Chalon sur Saône

Il commet des vols dans un magasin de sport de Chalon sud ... et s'en prend à un officier de police

Par Florence SAINT-ARROMAN

Publié le 09 Septembre 2025 à 07h13

Il commet des vols dans un magasin de sport de Chalon sud ... et s'en prend à un officier de police

Il a 40 ans, semble juvénile encore, comme ça, vu de loin. Le 2 septembre il a été interpellé par la BAC pour deux vols commis chez Intersport. Puis, au commissariat, ça s'est mal passé avec l'OPJ. Il est jugé en comparution immédiate ce 8 septembre.

 Ce 2 septembre, au magasin d'articles de sport, on voit qu'un homme quitte le magasin avec un maillot de foot et une paire de baskets qu'il a enfilés à l'intérieur de la surface de vente. Des employés le coursent et le retiennent jusqu'à l'arrivée de la police. Le mis en cause sent l’alcool.

Il déclare en audition : « J’avais plusieurs rendez-vous professionnels et de justice, j’étais habillé comme d’habitude avec des vieilles affaires sales. Je voulais me présenter proprement mais j’avais pas d’argent. » Pour ce faire, il pique un maillot de l’équipe nationale du Portugal et une paire de baskets Nike. Montant du préjudice pour le magasin : 300 euros. 

L’égalité, « en droit » (et non en fait), revendiquée mal à propos

Une fois arrivé au commissariat, il est remis à un officier de police judiciaire et ça se passe mal. La policière entend se constituer partie civile, pour un coup à l'épaule et une tentative de coup de coude. Elle conduisait le mis en cause du 2e étage au rez-de-chaussée. Il n'était pas menotté. A l'audience le prévenu, ancien toxicomane au casier « hyper chargé » dit la présidente, affirme des choses quant à la question de l'égalité entre tous, portée au fronton des mairies, etc. Passons.
L’OPJ le maintenait par le poignet et l’épaule, le mis en cause a tenté de se dégager, ça s’est fini au sol avec 5 ou 6 policiers en renfort.
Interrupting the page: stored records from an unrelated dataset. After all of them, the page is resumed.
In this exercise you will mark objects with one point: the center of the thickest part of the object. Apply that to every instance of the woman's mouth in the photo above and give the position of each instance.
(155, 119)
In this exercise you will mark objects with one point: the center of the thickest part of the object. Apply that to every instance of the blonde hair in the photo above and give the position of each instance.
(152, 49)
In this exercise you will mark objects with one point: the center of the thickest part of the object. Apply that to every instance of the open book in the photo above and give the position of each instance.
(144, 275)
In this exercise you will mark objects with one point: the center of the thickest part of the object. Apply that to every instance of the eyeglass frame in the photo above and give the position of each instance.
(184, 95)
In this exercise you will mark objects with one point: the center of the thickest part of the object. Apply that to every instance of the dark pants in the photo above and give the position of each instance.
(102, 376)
Un casier « hyper chargé »

Son casier compte 13 condamnations pour des vols, 2 pour recels, 2 pour rébellions, et pas moins de 23 pour des infractions relatives à la législation sur les stupéfiants. Aujourd’hui il est sous méthadone et y a du mal de fait. 
L’OPJ est représentée à l’audience, elle entend se constituer partie civile. Le prévenu dit « on s’est pris le bec, mais elle en rajoute », tout en expliquant qu’il était speed et nerveux parce qu’il était en manque de méthadone.
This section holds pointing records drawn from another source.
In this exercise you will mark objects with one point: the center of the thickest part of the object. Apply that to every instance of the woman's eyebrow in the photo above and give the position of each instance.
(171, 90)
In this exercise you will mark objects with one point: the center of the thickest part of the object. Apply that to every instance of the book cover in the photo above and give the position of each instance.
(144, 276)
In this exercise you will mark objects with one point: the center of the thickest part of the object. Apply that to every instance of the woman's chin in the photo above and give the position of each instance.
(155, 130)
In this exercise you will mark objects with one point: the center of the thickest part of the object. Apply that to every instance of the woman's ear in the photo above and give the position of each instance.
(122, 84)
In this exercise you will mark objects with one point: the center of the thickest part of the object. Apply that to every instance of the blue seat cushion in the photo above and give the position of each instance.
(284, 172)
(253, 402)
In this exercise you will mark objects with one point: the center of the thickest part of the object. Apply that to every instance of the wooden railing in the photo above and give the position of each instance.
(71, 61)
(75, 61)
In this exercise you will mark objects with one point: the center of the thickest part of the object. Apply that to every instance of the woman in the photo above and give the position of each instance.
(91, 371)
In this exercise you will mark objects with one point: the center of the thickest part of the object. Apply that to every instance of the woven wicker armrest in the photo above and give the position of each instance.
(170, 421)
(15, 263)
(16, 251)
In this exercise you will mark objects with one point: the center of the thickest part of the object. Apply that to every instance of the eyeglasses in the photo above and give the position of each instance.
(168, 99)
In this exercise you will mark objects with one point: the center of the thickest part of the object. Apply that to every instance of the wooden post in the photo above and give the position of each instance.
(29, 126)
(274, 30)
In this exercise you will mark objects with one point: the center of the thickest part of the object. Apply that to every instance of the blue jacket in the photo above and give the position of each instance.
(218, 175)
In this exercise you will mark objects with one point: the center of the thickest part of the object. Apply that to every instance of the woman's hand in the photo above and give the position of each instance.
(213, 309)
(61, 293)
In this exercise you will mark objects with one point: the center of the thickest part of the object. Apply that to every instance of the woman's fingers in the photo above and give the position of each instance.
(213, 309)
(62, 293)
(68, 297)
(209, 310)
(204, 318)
6 mois de détention puis un sursis probatoire renforcé

Le tribunal le dit coupable et le condamne à la peine de 14 mois de prison dont 8 mois avec sursis probatoire renforcé pendant 2 ans. Maintien en détention pour la partie ferme. Obligations de travailler, de suivre des soins, de payer le droit fixe de procédure et d’indemniser la partie civile.